The Netflix series Orange Is The New Black has been heralded and critiqued for its depiction of life among female prison inmates, but one thing is clear: The show encourages its audience to rethink assumptions about women behind bars—including assumptions about Buddhists and yoga practitioners.

Meet Yoga Jones: As the name would indicate, this character is a yoga teacher—and an inmate. In the hands of a less adept writer (Jenji Kohan also wrote Weeds), Yoga Jones could easily be reduced to a comic mockery or an archetype—the hippie dispensing half-baked advice or the sage who floats over the murky affairs of the world. Instead, Jones comes off a complex person who practices the Dharma in the claustrophobic thick of prison life. Much of Jones’ depth can be credited to the actress who plays her, Constance Shulman, who brings vulnerability and humor to the role. Shulman’s unique high-register voice and small frame give Jones a fragile, almost weary presence. Wearing no makeup, a baggy pair of sweatpants, and a thin white blessing string, she is far from the robust, glowing yoginis who stretch across advertisements selling yoga mats.

I spoke with Shulman over the phone and learned that aside from taking a few yoga classes, she came to the role with few preconceptions. “[Yoga Jones] is more of a mystery character, I would say. She’s not obvious. She’s a person that would meditate and try to be thoughtful and generous, and try to let go of material things. When you go to prison this happens anyway. You have very little that is your own.” Shulman observes that unlike the other inmates, who rely on each other for emotional support, Jones is a loner who relies on her spirituality to cope with her imprisonment.

Part of what makes Jones so compelling is that while spirituality is central to her personality, she herself departs from preconceptions of what constitutes a spiritual person. In many ways, Jones fits the profile of a typical Buddhist convert—a white woman in her mid-fifties from California—but she’s also a prison inmate, a perpetrator (albeit unintentionally) of a horrible crime, and in her own words “a good old-fashioned drunk.” The marketing of spirituality as something for those who can afford to eat organic food in eco-yurts while perfecting their chaturanga has created a golden haze around practices like yoga and Buddhism. But Jones is hardly meditating on a beach in Costa Rica. She’s struggling through her own mistakes. “She’s trying to create something beautiful out of a horrible experience,” Shulman says.

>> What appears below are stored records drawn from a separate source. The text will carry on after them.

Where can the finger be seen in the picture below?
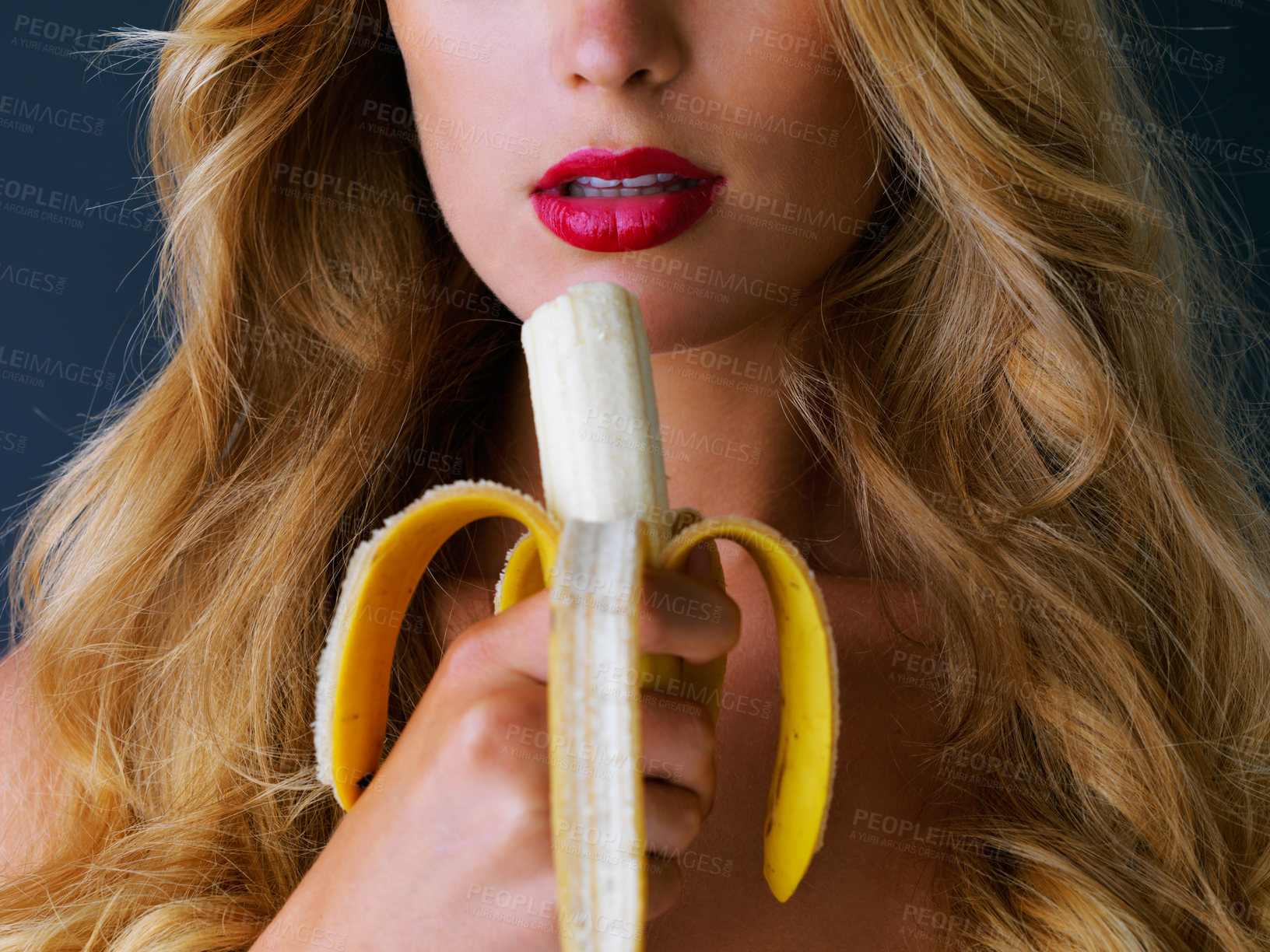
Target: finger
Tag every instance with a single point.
(686, 617)
(665, 884)
(677, 745)
(672, 817)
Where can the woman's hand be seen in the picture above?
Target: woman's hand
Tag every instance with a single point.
(450, 845)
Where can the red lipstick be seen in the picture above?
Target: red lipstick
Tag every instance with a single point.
(595, 216)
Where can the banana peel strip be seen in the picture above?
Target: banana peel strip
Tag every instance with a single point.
(798, 800)
(356, 663)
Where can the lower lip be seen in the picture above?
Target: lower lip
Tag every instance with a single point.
(624, 224)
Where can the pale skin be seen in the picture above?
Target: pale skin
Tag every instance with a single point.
(452, 821)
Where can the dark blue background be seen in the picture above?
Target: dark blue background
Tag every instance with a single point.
(86, 309)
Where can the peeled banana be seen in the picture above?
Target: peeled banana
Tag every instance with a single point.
(606, 517)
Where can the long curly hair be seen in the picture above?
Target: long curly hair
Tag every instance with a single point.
(1020, 380)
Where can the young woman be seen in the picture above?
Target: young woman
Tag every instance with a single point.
(934, 305)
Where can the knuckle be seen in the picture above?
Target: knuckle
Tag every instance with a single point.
(490, 724)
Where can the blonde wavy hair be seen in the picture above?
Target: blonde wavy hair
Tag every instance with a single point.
(1030, 423)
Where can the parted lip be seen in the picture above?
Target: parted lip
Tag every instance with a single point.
(630, 164)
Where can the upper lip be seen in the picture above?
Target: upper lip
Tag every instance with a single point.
(630, 164)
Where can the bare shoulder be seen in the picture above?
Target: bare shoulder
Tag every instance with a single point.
(28, 795)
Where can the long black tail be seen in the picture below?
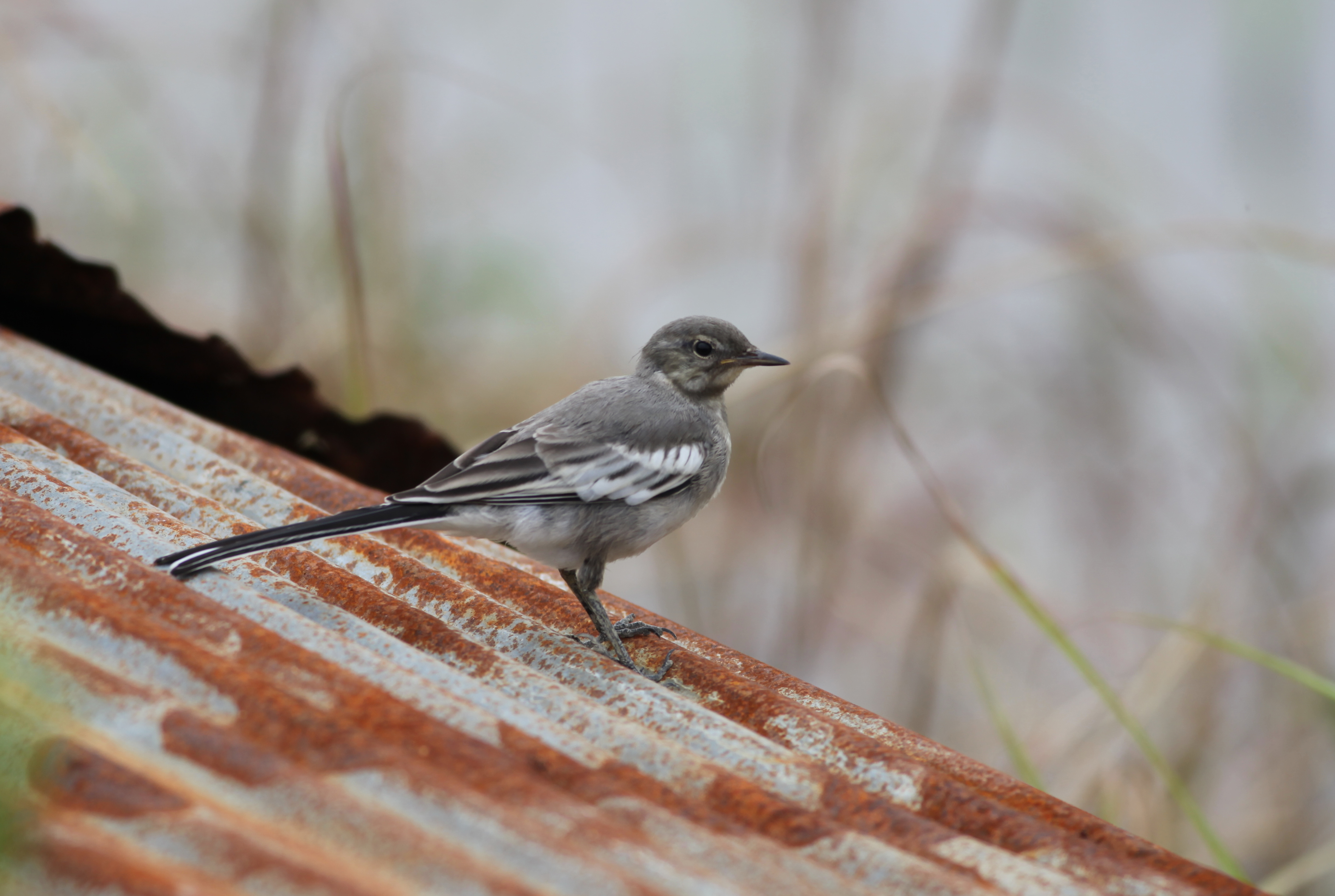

If you’ve been practicing Buddhism or yoga for any significant length of time, you’re probably aware of the dissonance between the popular conceptions of Buddhism—that religion for serene quiet types—and who Buddhists actually are: Noisy. Passionate. Full of contradictions. It’s refreshing to see a more developed and complicated view of Buddhism within popular culture.

Will we see more of Yoga Jones in the second series of Orange Is The New Black? “Definitely,” Shulman tells me.